I recently ran across another book review in the New York Sun that I found thought-provoking and believe to be worth your time. It concerns a pamphlet that was apparently distributed to Columbia University students one evening a week ago about what various middle-aged Columbia authors and scholars wish they had read in their own college days. "What We Should Have Known" is the title of the pamphlet, published by n+1 magazine, of which I know nothing. The review is entitled “The Canon According to n+1”, written by Kate Taylor; it can be found at:

http://www.nysun.com/article/64693

The short review gives you a lot to think about. Reportedly, the pamphlet is about regrets: what authors and scholars at Columbia bemoan not having read in their college days and which oft-forgotten books their students MUST pay attention to nowadays (that could be called the “+1” aspect of this canon). This is an especially constructive topic for those drawn to the writings and literary theories of Yvor Winters, since so much of his work and the work of those who still study him remain so obscure, are so very little publicized, and concern so many obscure literary artworks and artists. Moreover, there are so few Wintersians, or even what I have been calling “modern classicists,” that it is very difficult to find out not only about Winters’s strange discoveries, but about what other Wintersians find worth reading and what they, as classicists, might regret not having read sooner in their lives. A major purpose of this blog is to give people a way to find out what’s going on among people charmed by Winters’s ideas and where to turn to find out more about those who study him and how knowledge of and general agreement with Winters’s ideas changes what people read and how. If only there were a few more Wintersians out there, and a few of them were a little more talkative. It remains my hope, dim as it is after 14 months with little response to these posts, that this blog will bring them out and get them talking.

On the subject of the books I regret having missed in my early days in college, over the past few days I haven’t thought of many that I missed and regret having missed -- I read a lot of stuff from many nooks and crannies of the literary world back in those heady days. But now that I’ve given it some thought, I’ve decided that what I regret most is having not kept up the with Southern Review, Second Series in those years. The late Donald Stanford, LSU professor and great Wintersian scholar, was the co-editor, and his journal was the only major periodical keeping the study of Winters’s ideas alive in the years right before and immediately after his death in early 1968. I went to college in the years 1974 to 1978, and I regret that I was not reading the Southern Review in those days. But I will think more about this and perhaps offer some other regrets of this sort. I hope most of all that other readers of this blog with interests in modern classicism will come forward with some discussion on this topic, which I consider of the utmost importance. I am deeply interesting in hearing from other modern classicists with at least some affinity to Winters on the books they wish they had known about in their younger days. That’s a very worthwhile topic for discussion. The making of discoveries is one of the great pleasures of venturing out into shadowy territory, especially lands that are so little explored or even mentioned in our times, dominated as they are by multiculturalism, identity politics, postmodern writing, and the endlessly varied forms of Romanticism that continue to flourish.

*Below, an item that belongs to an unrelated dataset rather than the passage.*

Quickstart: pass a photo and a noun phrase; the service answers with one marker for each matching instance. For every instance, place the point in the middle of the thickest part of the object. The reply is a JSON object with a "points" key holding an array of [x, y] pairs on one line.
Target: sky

Finally, on this general topic of forgotten works and obscure discoveries, I recently stumbled across a blog entitled “Outmoded Authors,” which has been having some fun giving readers a chance to revive interest in authors whose work has gone “out of fashion,” whatever that vague phrase might mean precisely. I can’t quite fathom the selection criteria being employed, since it seems that D.H. Lawrence, G.K. Chesterton, and a few others on the blog’s list are hardly outmoded authors in any of the several senses of that phrase of which I can conceive. The blog can be found at:

http://outmodedauthors.blogspot.com/

As you might realize, Winters was very interested in the revival of outmoded AND GREAT authors, as were Donald Stanford and others in the Wintersian movement. The discovery of great but forgotten or overlooked poems and novels is one of the chief pleasures of reading Winters. For example, he was one of the first critics to tout Edith Wharton as one of our finest novelists -- though she came to be considered a major novelist in last quarter of the 20th century because of the influence of other critics. Donald Stanford plugged the work of Caroline Gordon, wife of Allen Tate; she has written several exceptionally fine novels, but remains frustratingly obscure. I encourage Wintersians to write to this blog about overlooked or forgotten works, poems, novels, or plays, that adhere in some significant degree to some form of modern classicism, Wintersian or otherwise, which in itself, as you realize, is so outmoded that it was never “in mode” in my lifetime or in a dozen generations before mine. (As I’ve mentioned in other posts, I also hope to hear, quite simply, about the favorite or most important books of classicists.)